Bob's Your Uncle was included in the "yellow YouTube circle" in which netizens backed channels that were in favour of the 2019–20 Hong Kong protests. Uncle Bob said that as a businessman, he supported the yellow economic circle and joined a 12 January 2020 rally in favour of it. He said that owing to the 2019 Yuen Long attack, numerous people in the Hong Kong middle-class "turned yellow", and this is "all because of the government, Black Police, and police violence". He forcefully denounced the Hong Kong Police Force for making numerous arrests he considered indiscriminate including of weak old women.

==Reception==
Jenny Leung wrote in Timeout that Bob's Your Uncle is "by far the most popular cooking channel in Hong Kong" and said that he is "known for his easy to execute recipes, relatable commentary, and satirical sense of humour". China Presss Ng Sin Lim said that Uncle Bob distinguished himself from other YouTubers that made cooking tutorial videos through his "natural and genuine temperament" as well as his "simple background music and beautiful video clips". Wu said Uncle Bob "captured people's hearts" through a combination of his British humour and Hong Kong-style mockery.
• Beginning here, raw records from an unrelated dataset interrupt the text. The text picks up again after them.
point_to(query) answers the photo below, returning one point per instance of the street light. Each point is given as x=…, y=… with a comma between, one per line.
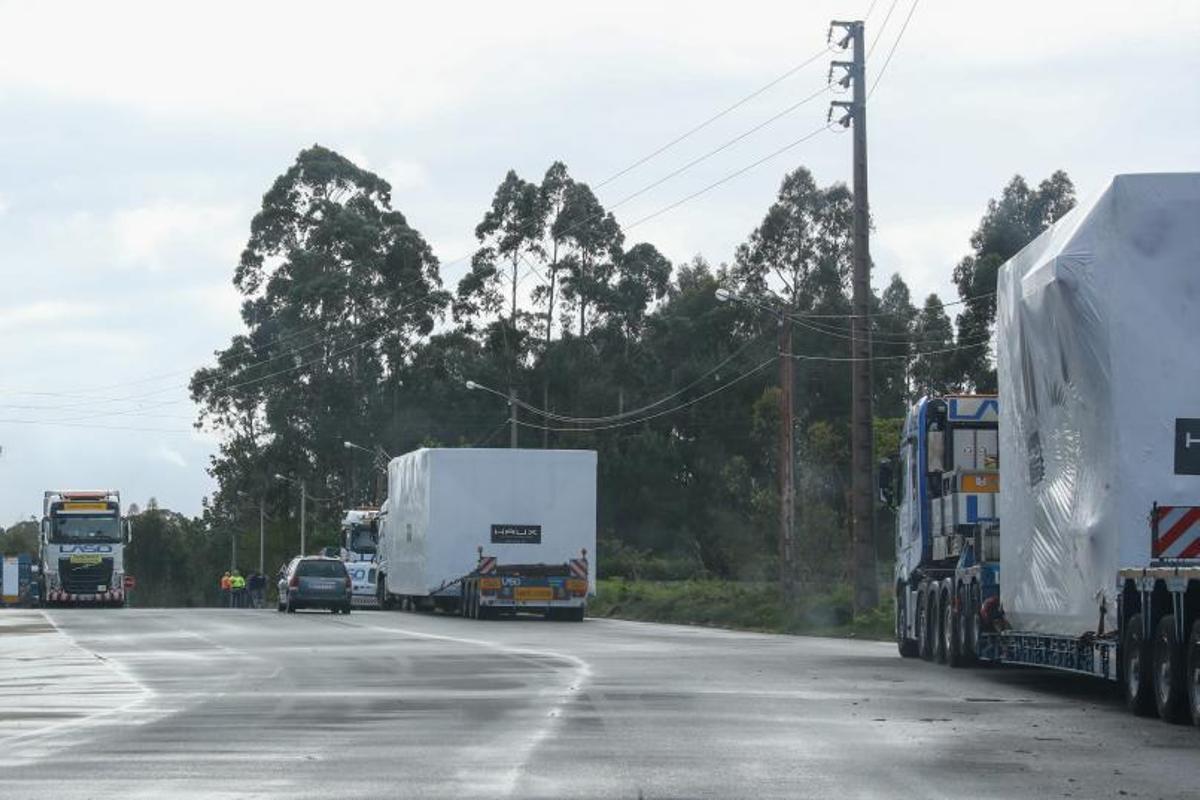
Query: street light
x=304, y=498
x=511, y=397
x=786, y=445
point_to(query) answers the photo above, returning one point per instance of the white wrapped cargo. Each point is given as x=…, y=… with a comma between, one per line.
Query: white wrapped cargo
x=521, y=506
x=1098, y=353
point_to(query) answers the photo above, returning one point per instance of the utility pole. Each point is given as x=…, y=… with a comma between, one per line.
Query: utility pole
x=262, y=529
x=513, y=417
x=304, y=503
x=867, y=593
x=786, y=465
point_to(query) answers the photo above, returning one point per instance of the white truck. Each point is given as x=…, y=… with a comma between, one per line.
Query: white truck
x=1059, y=523
x=82, y=548
x=489, y=531
x=360, y=542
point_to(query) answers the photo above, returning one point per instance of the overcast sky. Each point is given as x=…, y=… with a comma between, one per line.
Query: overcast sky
x=137, y=139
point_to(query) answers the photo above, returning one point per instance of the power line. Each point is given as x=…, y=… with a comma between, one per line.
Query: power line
x=720, y=148
x=712, y=119
x=892, y=52
x=727, y=178
x=612, y=417
x=663, y=413
x=882, y=28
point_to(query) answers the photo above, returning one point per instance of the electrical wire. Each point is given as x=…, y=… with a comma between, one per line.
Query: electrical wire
x=612, y=417
x=663, y=413
x=893, y=50
x=720, y=148
x=712, y=119
x=726, y=179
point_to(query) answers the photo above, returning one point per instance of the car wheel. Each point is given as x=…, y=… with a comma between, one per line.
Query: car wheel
x=1169, y=672
x=1138, y=684
x=1193, y=677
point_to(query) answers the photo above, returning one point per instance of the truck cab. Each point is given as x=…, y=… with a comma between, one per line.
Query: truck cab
x=360, y=546
x=945, y=486
x=82, y=548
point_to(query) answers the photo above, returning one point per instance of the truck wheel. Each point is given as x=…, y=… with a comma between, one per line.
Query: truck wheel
x=924, y=630
x=1169, y=672
x=951, y=631
x=1193, y=677
x=966, y=623
x=1138, y=684
x=935, y=625
x=909, y=648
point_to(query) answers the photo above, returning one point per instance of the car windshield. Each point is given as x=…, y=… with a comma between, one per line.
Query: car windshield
x=322, y=570
x=82, y=528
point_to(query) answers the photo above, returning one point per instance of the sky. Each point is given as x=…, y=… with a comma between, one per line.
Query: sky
x=137, y=140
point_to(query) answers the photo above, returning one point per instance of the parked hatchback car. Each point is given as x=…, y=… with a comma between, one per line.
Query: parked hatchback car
x=316, y=582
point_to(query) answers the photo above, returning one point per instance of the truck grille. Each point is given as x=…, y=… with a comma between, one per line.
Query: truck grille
x=85, y=578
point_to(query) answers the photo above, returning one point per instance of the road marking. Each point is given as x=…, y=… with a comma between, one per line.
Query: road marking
x=565, y=695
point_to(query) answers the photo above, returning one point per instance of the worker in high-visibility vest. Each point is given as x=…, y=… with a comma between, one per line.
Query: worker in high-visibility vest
x=238, y=584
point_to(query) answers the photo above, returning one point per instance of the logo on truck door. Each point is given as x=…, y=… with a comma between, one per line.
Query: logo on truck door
x=516, y=534
x=1187, y=446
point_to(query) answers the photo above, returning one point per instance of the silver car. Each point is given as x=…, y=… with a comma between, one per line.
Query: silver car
x=315, y=582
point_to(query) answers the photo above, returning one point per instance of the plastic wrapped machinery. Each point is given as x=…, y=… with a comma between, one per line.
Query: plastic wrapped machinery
x=1098, y=356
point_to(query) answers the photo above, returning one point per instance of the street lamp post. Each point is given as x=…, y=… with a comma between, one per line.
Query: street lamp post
x=381, y=461
x=304, y=498
x=786, y=450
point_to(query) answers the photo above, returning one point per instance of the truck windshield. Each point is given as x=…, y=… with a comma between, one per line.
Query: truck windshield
x=363, y=540
x=83, y=528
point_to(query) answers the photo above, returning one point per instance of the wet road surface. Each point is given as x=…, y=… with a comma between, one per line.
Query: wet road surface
x=196, y=703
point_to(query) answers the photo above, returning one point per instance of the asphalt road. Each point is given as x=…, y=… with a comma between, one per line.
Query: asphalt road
x=143, y=703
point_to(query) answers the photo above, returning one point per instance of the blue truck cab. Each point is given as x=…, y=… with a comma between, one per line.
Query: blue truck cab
x=945, y=486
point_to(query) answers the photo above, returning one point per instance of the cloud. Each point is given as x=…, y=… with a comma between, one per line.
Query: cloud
x=42, y=313
x=169, y=456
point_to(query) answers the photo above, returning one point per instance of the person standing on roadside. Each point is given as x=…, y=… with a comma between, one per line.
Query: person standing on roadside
x=238, y=584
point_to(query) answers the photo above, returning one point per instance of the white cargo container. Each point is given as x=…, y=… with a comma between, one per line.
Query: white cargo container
x=486, y=530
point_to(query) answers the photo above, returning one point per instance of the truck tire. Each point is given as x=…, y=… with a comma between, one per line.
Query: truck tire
x=937, y=641
x=924, y=629
x=953, y=655
x=907, y=648
x=1139, y=690
x=1193, y=677
x=966, y=625
x=1169, y=672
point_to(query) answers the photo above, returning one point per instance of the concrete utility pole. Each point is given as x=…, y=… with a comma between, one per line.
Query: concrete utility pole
x=513, y=417
x=867, y=591
x=786, y=464
x=304, y=504
x=262, y=537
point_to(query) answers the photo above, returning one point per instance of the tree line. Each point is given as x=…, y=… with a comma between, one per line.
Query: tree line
x=351, y=335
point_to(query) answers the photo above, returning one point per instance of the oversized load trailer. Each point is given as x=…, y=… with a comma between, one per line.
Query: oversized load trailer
x=1091, y=560
x=487, y=531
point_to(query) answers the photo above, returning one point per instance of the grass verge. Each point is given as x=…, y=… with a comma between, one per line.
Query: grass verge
x=742, y=606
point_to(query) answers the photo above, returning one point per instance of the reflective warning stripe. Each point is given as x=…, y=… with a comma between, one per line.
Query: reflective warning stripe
x=1176, y=531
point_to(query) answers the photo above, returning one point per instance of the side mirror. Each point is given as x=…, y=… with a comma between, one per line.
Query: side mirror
x=935, y=451
x=887, y=483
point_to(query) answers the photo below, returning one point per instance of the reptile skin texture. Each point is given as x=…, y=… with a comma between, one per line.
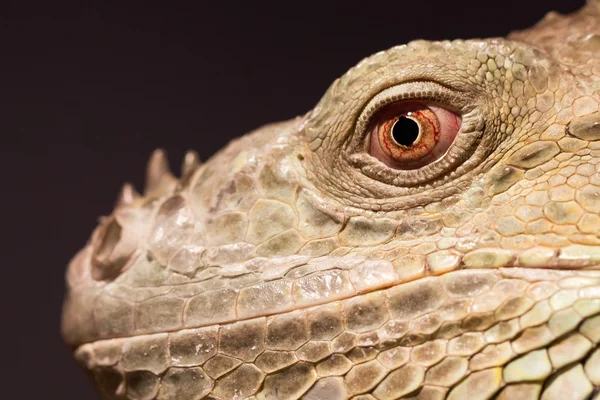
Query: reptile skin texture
x=295, y=264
Lee Pat Fong of Apple Daily praised Uncle Bob's channel for "teaching cooking in a very special way" and lauded his filming and film editing for being "professional".
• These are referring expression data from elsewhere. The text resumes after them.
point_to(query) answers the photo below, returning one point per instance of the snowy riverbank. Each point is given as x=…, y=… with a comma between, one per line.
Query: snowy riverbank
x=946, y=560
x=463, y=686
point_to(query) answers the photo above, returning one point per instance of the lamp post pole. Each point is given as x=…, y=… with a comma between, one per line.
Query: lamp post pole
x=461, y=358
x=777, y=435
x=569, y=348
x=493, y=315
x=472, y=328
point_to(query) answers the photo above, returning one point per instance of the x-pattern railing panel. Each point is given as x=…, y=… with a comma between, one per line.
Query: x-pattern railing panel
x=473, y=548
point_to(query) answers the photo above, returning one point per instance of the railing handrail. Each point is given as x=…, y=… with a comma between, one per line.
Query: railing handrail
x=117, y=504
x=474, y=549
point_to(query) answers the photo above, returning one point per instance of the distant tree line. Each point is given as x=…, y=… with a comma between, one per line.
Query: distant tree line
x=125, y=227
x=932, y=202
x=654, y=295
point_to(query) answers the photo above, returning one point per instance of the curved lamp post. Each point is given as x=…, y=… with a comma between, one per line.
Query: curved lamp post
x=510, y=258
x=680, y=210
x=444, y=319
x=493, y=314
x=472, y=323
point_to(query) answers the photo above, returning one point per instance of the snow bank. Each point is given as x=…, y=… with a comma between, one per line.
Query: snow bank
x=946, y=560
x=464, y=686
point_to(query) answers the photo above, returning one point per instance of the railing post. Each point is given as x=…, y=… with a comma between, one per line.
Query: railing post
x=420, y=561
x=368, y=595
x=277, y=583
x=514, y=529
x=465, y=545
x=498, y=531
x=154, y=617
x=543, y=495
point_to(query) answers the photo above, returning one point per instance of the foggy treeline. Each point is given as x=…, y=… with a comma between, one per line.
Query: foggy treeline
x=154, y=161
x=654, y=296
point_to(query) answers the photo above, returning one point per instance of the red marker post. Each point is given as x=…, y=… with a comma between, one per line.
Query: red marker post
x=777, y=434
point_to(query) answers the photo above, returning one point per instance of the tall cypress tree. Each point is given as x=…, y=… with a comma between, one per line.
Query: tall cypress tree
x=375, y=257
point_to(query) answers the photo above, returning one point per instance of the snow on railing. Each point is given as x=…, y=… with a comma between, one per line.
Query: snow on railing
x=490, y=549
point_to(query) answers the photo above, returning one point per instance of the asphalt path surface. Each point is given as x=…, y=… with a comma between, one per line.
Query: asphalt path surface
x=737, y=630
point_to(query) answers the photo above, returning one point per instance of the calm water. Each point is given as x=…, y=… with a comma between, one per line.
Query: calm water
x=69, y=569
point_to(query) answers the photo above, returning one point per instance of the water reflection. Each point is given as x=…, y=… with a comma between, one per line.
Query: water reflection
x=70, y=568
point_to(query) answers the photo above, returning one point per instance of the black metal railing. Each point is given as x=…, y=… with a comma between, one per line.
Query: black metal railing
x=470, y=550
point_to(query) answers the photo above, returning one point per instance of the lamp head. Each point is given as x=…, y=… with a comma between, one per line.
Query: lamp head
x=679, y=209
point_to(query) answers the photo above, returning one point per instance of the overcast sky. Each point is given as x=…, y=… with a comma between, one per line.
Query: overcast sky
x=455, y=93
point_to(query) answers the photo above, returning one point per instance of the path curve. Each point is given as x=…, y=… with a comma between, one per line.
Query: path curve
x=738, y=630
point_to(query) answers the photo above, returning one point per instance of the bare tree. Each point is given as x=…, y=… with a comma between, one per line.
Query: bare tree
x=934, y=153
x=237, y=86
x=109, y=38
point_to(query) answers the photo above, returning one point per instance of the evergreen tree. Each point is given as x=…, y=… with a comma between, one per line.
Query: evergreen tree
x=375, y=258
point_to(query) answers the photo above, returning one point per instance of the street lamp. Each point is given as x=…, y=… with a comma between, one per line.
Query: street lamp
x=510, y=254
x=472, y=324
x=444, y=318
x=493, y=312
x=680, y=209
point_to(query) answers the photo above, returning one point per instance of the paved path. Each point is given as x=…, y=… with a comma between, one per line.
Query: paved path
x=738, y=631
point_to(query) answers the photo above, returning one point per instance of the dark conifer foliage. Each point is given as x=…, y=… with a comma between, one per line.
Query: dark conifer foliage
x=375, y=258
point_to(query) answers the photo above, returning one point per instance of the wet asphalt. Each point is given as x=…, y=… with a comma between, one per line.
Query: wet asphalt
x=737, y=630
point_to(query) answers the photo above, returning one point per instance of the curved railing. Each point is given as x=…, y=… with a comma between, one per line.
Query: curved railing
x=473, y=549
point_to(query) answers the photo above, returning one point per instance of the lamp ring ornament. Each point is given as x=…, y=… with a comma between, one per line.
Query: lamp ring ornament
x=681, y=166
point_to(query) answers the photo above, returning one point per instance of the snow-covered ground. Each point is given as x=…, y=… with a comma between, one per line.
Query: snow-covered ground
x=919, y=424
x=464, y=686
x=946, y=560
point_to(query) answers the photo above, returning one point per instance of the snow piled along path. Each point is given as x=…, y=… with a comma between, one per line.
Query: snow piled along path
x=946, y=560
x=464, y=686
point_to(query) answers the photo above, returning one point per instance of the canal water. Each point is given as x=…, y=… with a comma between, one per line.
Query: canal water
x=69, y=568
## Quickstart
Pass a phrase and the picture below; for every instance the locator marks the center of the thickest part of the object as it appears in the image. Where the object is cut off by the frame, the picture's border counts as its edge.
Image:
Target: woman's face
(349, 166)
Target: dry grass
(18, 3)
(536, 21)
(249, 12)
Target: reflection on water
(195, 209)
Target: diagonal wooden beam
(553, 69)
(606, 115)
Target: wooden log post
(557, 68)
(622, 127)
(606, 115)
Metropop's Onyx reviewed two of Uncle Bob's videos and concluded they simply explained how to cook the food through easy to understand presentation. Onyx said that Uncle Bob shared numerous cooking tips and "even a beginner cook could easily learn from his videos". HK01 journalist Dang Wing Kei wrote that Bob's Your Uncle was his favourite culinary YouTube channel since as Uncle Bob cooks, he talks about numerous varied topics. Apple Daily said that although Uncle Bob looks like an overweight Jimmy Lai, "he has exemplary culinary skills, is proficient in multinational cuisines, and has a generous voice that talks casually about what is on his mind".